Alternativas para os cidadãos

Para garantir que a tecnologia não se torne uma barreira de exclusão para a população idosa, órgãos públicos como o INSS e instituições bancárias brasileiras têm implementado protocolos de contingência e tecnologias alternativas para cidadãos cujas digitais não são mais legíveis pelos sensores convencionais.

Aqui estão as principais formas de adaptação vigentes no Brasil:

1. Prova de Vida e o INSS

O INSS mudou radicalmente a lógica da Prova de Vida. Desde 2023, o órgão passou a realizar o cruzamento de bases de dados governamentais para confirmar que o beneficiário está ativo, reduzindo a necessidade do toque físico no sensor biométrico.

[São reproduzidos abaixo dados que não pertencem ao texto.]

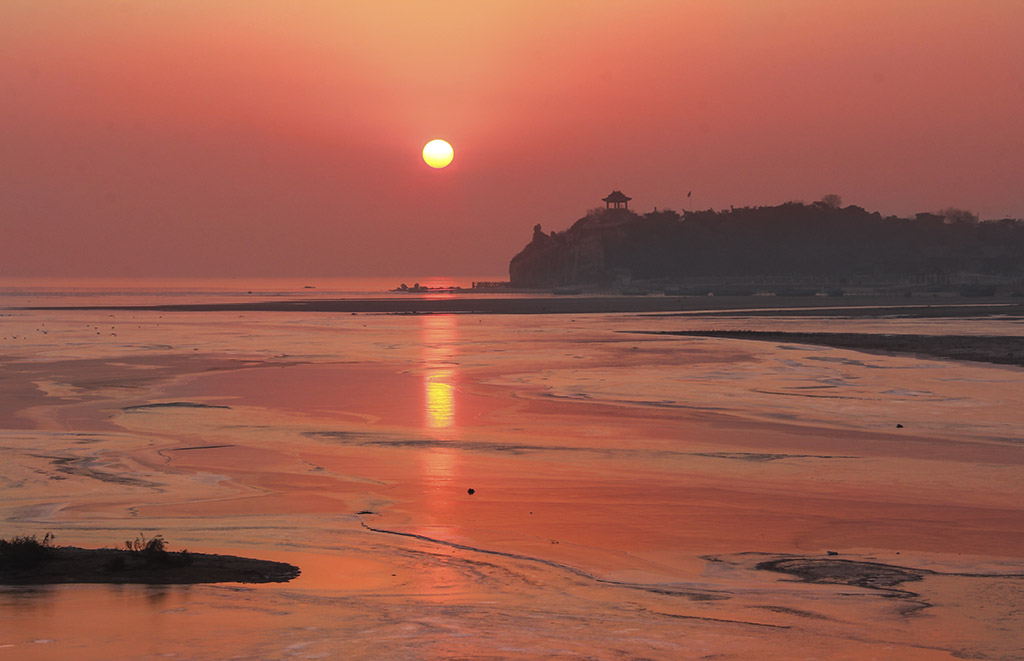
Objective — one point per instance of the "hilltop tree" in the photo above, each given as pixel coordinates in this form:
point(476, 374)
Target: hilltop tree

  • Cruzamento de dados: o INSS utiliza registros de vacinação, renovação de CNH, votação em eleições e até a emissão de passaporte para validar a vida do segurado automaticamente.

  • Biometria facial: por meio do aplicativo Gov.br, o segurado pode realizar o reconhecimento facial, que utiliza a câmera do celular. Esta tecnologia é menos afetada pelo desgaste da pele do que os sensores de impressão digital.

  • Atendimento domiciliar: para beneficiários com dificuldades de locomoção ou problemas graves de saúde que impedem qualquer biometria, o INSS pode realizar a perícia ou prova de vida no domicílio ou hospital, mediante agendamento.

2. Adaptações no Ssetor bancário

Os bancos brasileiros, cientes de que cerca de 30% dos idosos enfrentam dificuldades com a biometria dactilar, diversificaram seus canais de autenticação.

  • Leitura da palma da mão (infravermelho): algumas instituições utilizam a biometria da palma da mão, que lê o padrão das veias sob a pele através de luz infravermelha. Como este padrão é interno, ele não sofre com o desgaste, ressecamento ou afinamento da epiderme.

  • Reconhecimento facial em caixas eletrônicos: novos terminais de autoatendimento estão sendo equipados com câmeras para reconhecimento facial, eliminando a necessidade de colocar o dedo no sensor.

  • Autenticação por dispositivos (token): o uso de aplicativos bancários em smartphones próprios permite que o idoso utilize senhas numéricas ou a biometria do próprio celular, que muitas vezes é mais sensível e calibrada para o usuário do que os sensores públicos.

3. Protocolos de contingência

Caso a digital falhe repetidamente, o cidadão tem direitos garantidos para não ser impedido de acessar seus recursos:

  • Uso de senha alternativa: bancos são orientados a liberar o acesso via cartão e senha numérica após sucessivas falhas da biometria, muitas vezes exigindo uma segunda validação (como um código enviado por SMS ou apresentação de documento com foto ao gerente).

  • Laudo  dermatológico: conforme mencionado, o cidadão pode apresentar um laudo médico atestando a “inviabilidade técnica de coleta biométrica”. Esse documento obriga o órgão ou banco a cadastrar o usuário em um regime de exceção, utilizando apenas métodos manuais de identificação.

4. Dicas práticas para o momento da coleta

Para melhorar a chance de sucesso em sistemas que ainda exigem a digital:

  • Hidratação imediata: manter um pequeno frasco de creme hidratante e aplicar minutos antes de usar o caixa eletrônico pode recuperar temporariamente o contraste das cristas papilares.

  • Limpeza do sensor: gordura e sujeira no sensor pioram a leitura de digitais já enfraquecidas; peça para limpar a superfície do leitor antes de tentar.

  • Cadastro de vários dedos: no momento do cadastro no banco ou no cartório eleitoral, peça para registrar os 10 dedos. Dedos menos usados no dia a dia, como o anelar ou o mínimo, costumam ter as cristas mais preservadas do que o polegar e o indicador.